Extreme degradation of existing model when running the Dreambooth script #31

jslegers · 2022-10-10T16:26:01Z

Describe the bug

I did some testing regarding the impact of Dreambooth on different prompts, using the same seed.

Pretty much all of my tests produced results similar to this, when running running Dreambooth with class "man" and concept "johnslegers" :

Reproduction

Just run Dreambooth once, with "man" as a class and pretty much anything as a concept identifier.

Then compare output of "man" & a celebrity (eg. "Johnny Depp") of the original model with the new model. You'll notice rather extreme degradation.

I've tried using different config, but to no avail. The degradation persists. The degradation persists no matter how many input pics I use, how many class pics I use, what value I use for prior preservation, etc.

Logs

No response

System Info

The issue is system-independent.

See also huggingface#712

ShivamShrirao · 2022-10-19T13:18:57Z

Hi, I have made some updates, Try out the new colab.

jslegers · 2022-10-23T22:22:43Z

Why is this issue closed?

I tried it out after the updates yesterday, with various different settings, but I barely noticed a difference.

Especially the overcooking of Johnny Depp keeps persisting, unless I lower the number of training steps low enouh the result for the trained subject no longer looks like me.

IMO the issue is far from fixed!

ShivamShrirao · 2022-10-23T22:27:41Z

You may be using old code, I have yet to encounter overcooking in any of experiments after the update.
Do share all your training parameters and inference code.

jslegers · 2022-10-23T23:06:02Z

The script I've been using can be found on https://github.com/jslegers/diffusers/blob/main/examples/dreambooth/DreamBooth_Stable_Diffusion.ipynb. It's basically just your Google Colab script with a few changes for my own convenience.

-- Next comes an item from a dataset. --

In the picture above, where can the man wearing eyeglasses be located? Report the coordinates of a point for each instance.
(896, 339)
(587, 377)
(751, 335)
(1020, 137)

I recloned https://github.com/jslegers/diffusers from https://github.com/ShivamShrirao/diffusers yesterday to make sure the code underneath the Colab script was identical to yours, and I added the new flag to my Colab.

So everything should be up to date!

I tried several different values for number of training steps (between 800 and 3000), number of class images (between 400 and 3500), weigh loss weight (between 0.1 and 1.0), learning rate (between 5e-7 and 5e-5) and adam weight decay (between 1e-3 and 1e-2), but those only produced worse results. The rest of the parameters in the script, I believe, we the ones that produced the BEST results.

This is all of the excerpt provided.